Corona Diary: Day 55-57
The diary of a student who is no longer in school, following what this new virus means for us.
I used to do a lot of imagining what an apocalypse would be like (as you do), and it’s fun to compare the stories I imagined with the actual reality of what’s happening. This isn’t really an apocalypse as such, but it had the potential to be, which is where my over-the-top imagination comes in with detailed knowledge from a combination of dystopian books and movies to picture what could’ve been.
My first thought when I imagine an apocalypse was always climate change or a nuclear war, but a virus did cross my mind too. The first thing that always seemed to happen in movies was people raiding the shops, and at points we did honestly seem close to that. Luckily people stuck with just buying far too much toilet paper instead of all out looting.

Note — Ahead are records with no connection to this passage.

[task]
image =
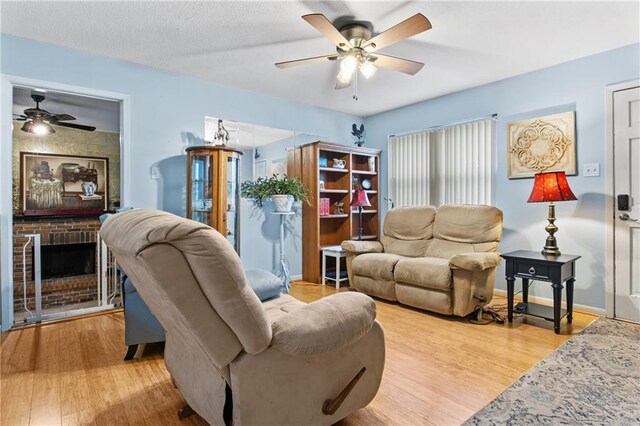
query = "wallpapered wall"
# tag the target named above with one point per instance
(68, 142)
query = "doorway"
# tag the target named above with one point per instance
(624, 118)
(53, 262)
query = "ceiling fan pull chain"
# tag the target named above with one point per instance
(355, 85)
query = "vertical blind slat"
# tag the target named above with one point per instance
(451, 165)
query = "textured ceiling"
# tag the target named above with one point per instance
(237, 43)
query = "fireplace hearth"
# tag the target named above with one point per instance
(68, 260)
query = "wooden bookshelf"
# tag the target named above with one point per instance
(338, 184)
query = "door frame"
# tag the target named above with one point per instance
(7, 83)
(610, 196)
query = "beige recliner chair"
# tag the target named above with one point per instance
(442, 260)
(237, 359)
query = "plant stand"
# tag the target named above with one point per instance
(283, 271)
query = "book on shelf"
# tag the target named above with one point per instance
(325, 204)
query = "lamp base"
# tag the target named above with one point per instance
(551, 245)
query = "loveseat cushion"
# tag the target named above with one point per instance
(428, 272)
(376, 265)
(468, 223)
(408, 230)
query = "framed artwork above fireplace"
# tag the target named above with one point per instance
(52, 184)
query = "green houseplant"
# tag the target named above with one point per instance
(283, 191)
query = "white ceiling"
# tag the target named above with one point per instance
(101, 113)
(246, 135)
(237, 43)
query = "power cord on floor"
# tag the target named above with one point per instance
(483, 315)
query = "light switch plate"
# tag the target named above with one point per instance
(591, 170)
(155, 173)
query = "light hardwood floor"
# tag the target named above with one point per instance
(439, 370)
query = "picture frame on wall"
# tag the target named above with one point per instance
(541, 144)
(52, 184)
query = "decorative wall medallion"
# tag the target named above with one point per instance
(541, 144)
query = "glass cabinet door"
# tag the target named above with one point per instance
(233, 201)
(202, 188)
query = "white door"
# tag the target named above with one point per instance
(626, 121)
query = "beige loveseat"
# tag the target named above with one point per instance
(236, 359)
(442, 260)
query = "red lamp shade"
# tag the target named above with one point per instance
(360, 199)
(551, 186)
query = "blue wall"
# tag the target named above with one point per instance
(578, 85)
(167, 115)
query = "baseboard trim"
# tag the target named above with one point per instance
(549, 302)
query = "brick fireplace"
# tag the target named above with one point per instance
(71, 234)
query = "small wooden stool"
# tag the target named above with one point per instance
(337, 253)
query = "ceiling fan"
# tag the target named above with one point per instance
(356, 49)
(39, 121)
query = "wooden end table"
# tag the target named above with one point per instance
(532, 265)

The main part of my apocalypse plan was always to run to the forest or the Cheviot Hills to stay away from most of the population, because in most dystopian situations people are not going to be your friends. However, due to the fact that step 1 of looting didn’t go ahead and our house has central heating, we decided to stay at home. People haven’t tried to kill us for food supplies yet, so it seems like a pretty good decision.
I was also fairly sure, as soon as the virus started to be reported more closely, that there were going to be some sort of zombies involved. That seemed like something that just sort of came with the package deal of pandemics. This one doesn’t seem to have happened yet, but I guess there’s still time. I’ve been preparing by watching zombie movies. Just in case.
Overall, though, everyone seems to have coped a lot better with this whole situation than they do in movies. Instead of stocking up on weapons and joining gangs that have the most food, we’ve been putting up rainbows in our windows and clapping every Thursday evening. This is much better than the usual pandemic-style movies: communities coming together and following rules, with no zombies. Yet.